Be Careful Whom You Like
Think about what people do that ticks you off. People who whine. People who are critical. People who always have a problem. People who do not get with the program. Doesn’t it irk you when there is some smart ass who asks, “Why are we doing this?” To react negatively and dislike these people is natural, but for a business owner it is also dangerous.
It is human nature to like those who agree with us; it is also human nature to dislike those who do not agree with us. Call it arrogance or pride, we all know the emotional reaction.
Those business owners who can get past this emotional reaction and evaluate the differing opinions they encounter, often find their perception of reality altered and the decisions they make becoming better. This trait of humility is one of the most important leadership qualities.
The parable “The Emperor Has No Clothes” is about an emperor fond of dressing well who is swindled by two “weavers” saying they could weave magnificent fabrics invisible to anyone unfit for office or stupid. The weavers began to weave the fabric, and, even though none could see the fabric, no one would admit it, since such an admission might be viewed as a confession of being unfit for office or stupid. The ruse develops to the point that the emperor marches through town wearing the new clothes. Finally, when an innocent child proclaims that the emperor has no clothes on, the people watching the procession are willing to state that the emperor has no clothes. The parable illustrates a very common human trait prevalent in business.
There is something else at work in these situations – something quite destructive of business morale. There are people who will try to manipulate these situations, and I use the term politician to describe these people. A politician is a person who will say whatever is in his or her best interest without regard to the reality of the situation and the welfare of the business. Why is this behavior so destructive? Because most of the time, the politician wants the ear and access to power of the policy-making group (often the owners) of the business and is prioritizing his or hers best interest. The politician’s message will be a combination of what the policy-making group wants to hear and what the politician deems is in his or her best interest. If the policy-making group can be flattered and is looking only for agreement, the politician has a fertile field to grow influence and power. A policy-making group that responds to the counsel of people liked by members of the group may be succumbing to the influence of politicians. Moreover, where one politician is successful, there will be others emulating that behavior. Honest employees will feel undercut where politicians are rewarded for their behavior.

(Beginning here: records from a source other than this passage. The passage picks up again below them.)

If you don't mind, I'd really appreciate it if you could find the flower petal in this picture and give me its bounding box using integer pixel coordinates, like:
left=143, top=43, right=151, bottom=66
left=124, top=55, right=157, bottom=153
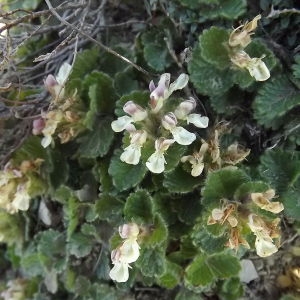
left=120, top=238, right=140, bottom=264
left=171, top=126, right=196, bottom=145
left=165, top=73, right=189, bottom=99
left=55, top=62, right=72, bottom=86
left=120, top=144, right=141, bottom=165
left=255, top=235, right=278, bottom=257
left=109, top=262, right=129, bottom=282
left=247, top=58, right=270, bottom=81
left=146, top=151, right=166, bottom=174
left=111, top=116, right=133, bottom=132
left=186, top=114, right=209, bottom=128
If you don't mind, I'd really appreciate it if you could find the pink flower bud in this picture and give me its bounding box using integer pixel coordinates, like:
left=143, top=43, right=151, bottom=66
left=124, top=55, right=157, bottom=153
left=32, top=118, right=45, bottom=135
left=175, top=97, right=196, bottom=120
left=161, top=112, right=177, bottom=130
left=119, top=223, right=140, bottom=239
left=44, top=74, right=58, bottom=91
left=123, top=101, right=147, bottom=122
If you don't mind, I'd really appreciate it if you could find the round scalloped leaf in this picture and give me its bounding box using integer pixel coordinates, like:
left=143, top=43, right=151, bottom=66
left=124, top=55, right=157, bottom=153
left=163, top=166, right=201, bottom=193
left=206, top=253, right=241, bottom=279
left=188, top=47, right=233, bottom=96
left=78, top=117, right=114, bottom=158
left=202, top=167, right=249, bottom=210
left=253, top=75, right=300, bottom=128
left=158, top=260, right=183, bottom=289
left=108, top=149, right=147, bottom=191
left=135, top=248, right=166, bottom=277
left=234, top=181, right=270, bottom=201
left=199, top=26, right=231, bottom=70
left=185, top=254, right=215, bottom=287
left=115, top=91, right=150, bottom=117
left=292, top=54, right=300, bottom=79
left=124, top=190, right=154, bottom=224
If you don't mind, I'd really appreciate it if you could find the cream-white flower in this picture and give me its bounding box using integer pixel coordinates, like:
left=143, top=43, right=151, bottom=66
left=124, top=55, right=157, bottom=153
left=174, top=97, right=209, bottom=128
left=119, top=238, right=140, bottom=264
left=170, top=126, right=196, bottom=145
left=119, top=223, right=140, bottom=239
left=44, top=62, right=72, bottom=100
left=246, top=57, right=270, bottom=81
left=146, top=138, right=175, bottom=174
left=120, top=130, right=147, bottom=165
left=186, top=114, right=209, bottom=128
left=255, top=232, right=278, bottom=257
left=10, top=184, right=31, bottom=212
left=111, top=116, right=134, bottom=132
left=161, top=112, right=196, bottom=145
left=123, top=101, right=148, bottom=122
left=181, top=143, right=208, bottom=177
left=109, top=262, right=129, bottom=282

Dealing with reality is not pleasant. But people who tell you what you do not want to hear are not your enemy and should not be disliked for that reason. Their interaction through conversation and discussion should be encouraged not discouraged. On the other hand, if a colleague is consistently assuring you of your wisdom and sagacity, you are probably listening to the counsel of a politician, and that person truly is not your friend. Upon that discovery, you would do well to consider the real motives of a politician.
Those who tell you what you do not want to hear certainly have self-interest motives. However, they are not using the basic human response to flattery and your own lack of humility to manipulate you to achieve those personal interests.
The best business practice is to embed a decision-making policy that requires the consideration of a variety of perceptions of the business reality from all groups in the business. This group decision-making policy will help prevent the influence of politicians, who would divert those in the policy-making group from understanding business reality to enhance their own personal interests.